Depot Spark Connector
The Depot Spark Connector enables read-only access to Depot-controlled tables and views from Spark, whether the data are in a Snowflake or a Postgres location under Depot.
Operation
- Add a dependency on the Depot Spark Connector to your project
- FIXME: maven coordinates DPT-2940
- Ensure your job definition (Spark Submit) provides the following dependencies in the
--jarsargument:- postgresql.jar (FIXME: version)
- snowflake-jdbc.jar (FIXME: version)
- spark-snowflake_2.12.jar (FIXME: version)
- Ensure your CDK deployment code delivers the following information to EMR job (submit):
- AWS partition, account, region
- Depot environment ID
- Dataset id or alias
- Schema name
- optional: Executor ID to use (on Snowflake) for cost tag allocation
The Depot Spark Connector reacts to the depot format, which takes a url and depot.schema mandatory options:
val spark = SparkSession.builder
.appName("Depot from Spark")
.getOrCreate()
val items = spark.read
.format("depot")
.option("url", "depot:aws:<accountId>:eu-west-1:<depotEnvironmentId>:<datasetIdOrAlias>")
.option("depot.schema", "DogSource")
.load()
.filter(col("testId").startsWith("AUR2SFK-"))
items.show()
The items DataFrame is now a Spark DataFrame that can be used in Spark SQL or further processing. The Depot Spark Connector
resolves whether the dataset is in Snowflake or Postgres and uses the appropriate JDBC driver to connect to the data.
The column names are converted back from the database convention into the naming convention used in the original Depot schema.
Expansion of ref types and of transients is not supported. You should join the data in Spark to reconstruct your data graphs as appropriate.
Postgres notes
On Postgres, the Depot Spark Connector uses the JDBC driver to connect to the database. The Connector interrogates the Depot database to retrieve the RDS instance, and uses it to locate the proper endpoint.
If the endpoint (which is normally within Depot's VPC) is not reachable, the connector will also provision a SSM tunnel via the Aurora Shared Bastion in order to reach the database.
It is possible to select a different read replica (from Aurora Postgres) by setting the replica=some-tag=some-value parameter
to the url:
depot:aws:123456789012:region:env:dataset?replica=some-tag=some-value
In which case, the Connector will locate the Aurora replica that has that tag and use that instead of the master instance within the cluster. This may be useful to separate the traffic caused by the Spark job away from the main database, if some latency is acceptable.
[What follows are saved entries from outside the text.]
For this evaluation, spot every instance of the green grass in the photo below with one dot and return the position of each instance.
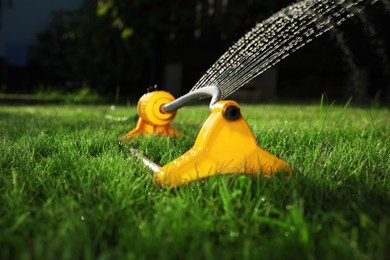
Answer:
(67, 190)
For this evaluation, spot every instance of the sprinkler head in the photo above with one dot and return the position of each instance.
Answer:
(231, 113)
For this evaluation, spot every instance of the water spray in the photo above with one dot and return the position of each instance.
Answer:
(225, 143)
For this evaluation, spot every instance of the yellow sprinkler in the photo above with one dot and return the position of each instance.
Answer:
(224, 145)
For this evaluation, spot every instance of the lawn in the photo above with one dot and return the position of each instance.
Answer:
(68, 190)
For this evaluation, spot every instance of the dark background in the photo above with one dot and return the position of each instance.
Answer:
(117, 46)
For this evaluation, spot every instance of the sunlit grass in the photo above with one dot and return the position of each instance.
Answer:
(69, 190)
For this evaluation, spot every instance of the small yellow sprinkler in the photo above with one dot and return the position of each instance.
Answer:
(224, 145)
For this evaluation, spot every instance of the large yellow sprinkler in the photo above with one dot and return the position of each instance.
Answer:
(224, 145)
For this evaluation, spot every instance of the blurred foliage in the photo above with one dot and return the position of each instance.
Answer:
(111, 44)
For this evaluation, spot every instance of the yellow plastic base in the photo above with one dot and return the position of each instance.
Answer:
(224, 146)
(152, 121)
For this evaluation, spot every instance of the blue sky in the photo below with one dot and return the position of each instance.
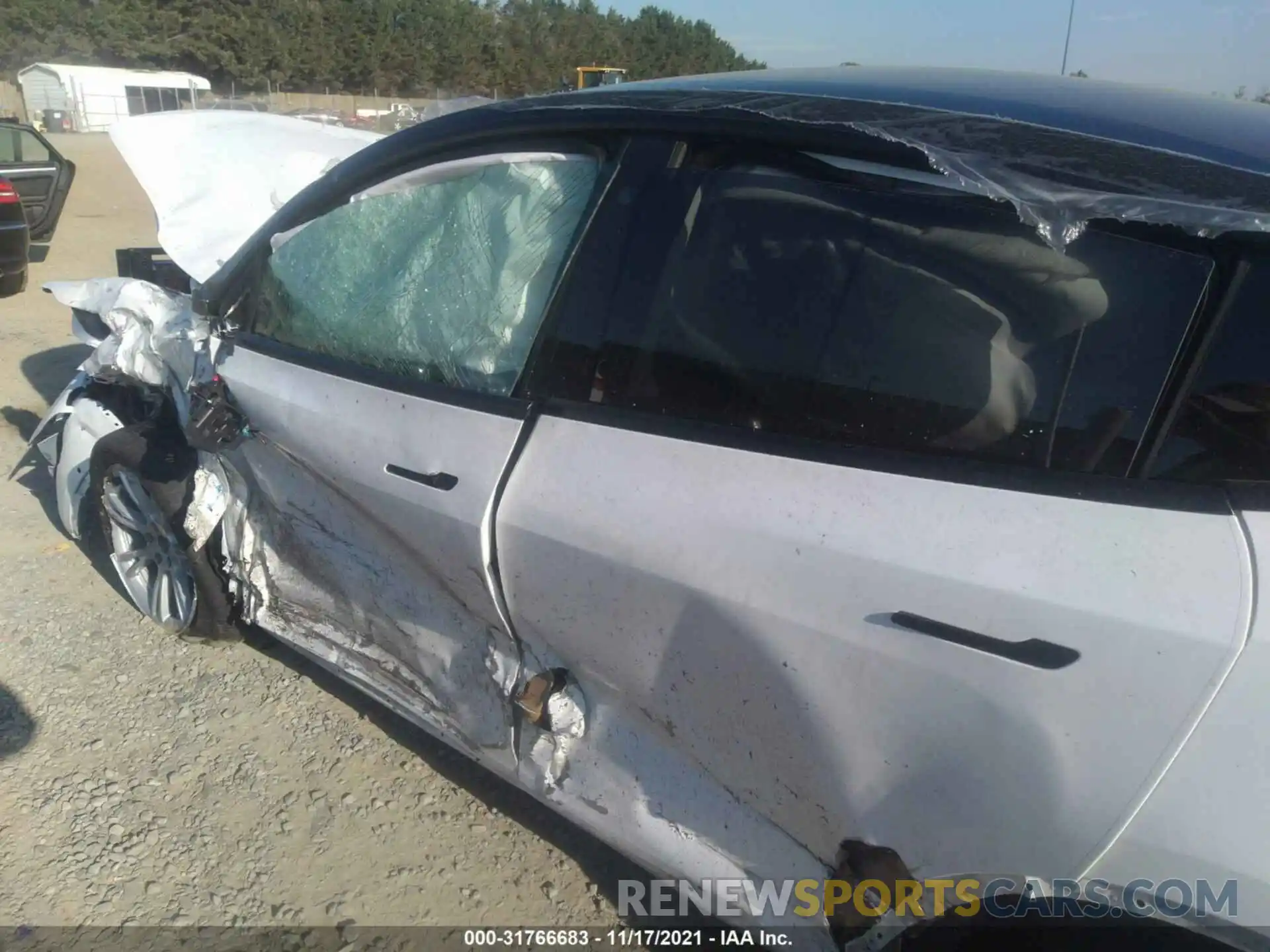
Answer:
(1199, 45)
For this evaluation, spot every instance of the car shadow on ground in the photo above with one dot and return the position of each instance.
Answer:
(17, 725)
(50, 371)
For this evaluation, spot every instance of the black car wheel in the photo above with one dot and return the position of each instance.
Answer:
(140, 488)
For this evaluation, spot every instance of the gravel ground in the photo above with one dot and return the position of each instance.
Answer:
(146, 781)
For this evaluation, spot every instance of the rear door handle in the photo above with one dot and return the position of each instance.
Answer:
(436, 480)
(1035, 653)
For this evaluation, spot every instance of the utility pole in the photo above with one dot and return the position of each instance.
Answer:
(1071, 13)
The SSM tunneling is considered a convenience but is likely not fast enough for large-scale data processing. It is highly recommended to set up proper connectivity between the VPC where the Spark job runs and the VPC where Depot runs.
Snowflake notes
FIXME: executorId
Notes
- Writing from Spark is not supported. To return data back into depot, write into Parquet or JSONL files (if Parquet are not available in your target location) and use a standard transaction to merge the results back in.
We are considering better options in the future, but we prioritise data integrity.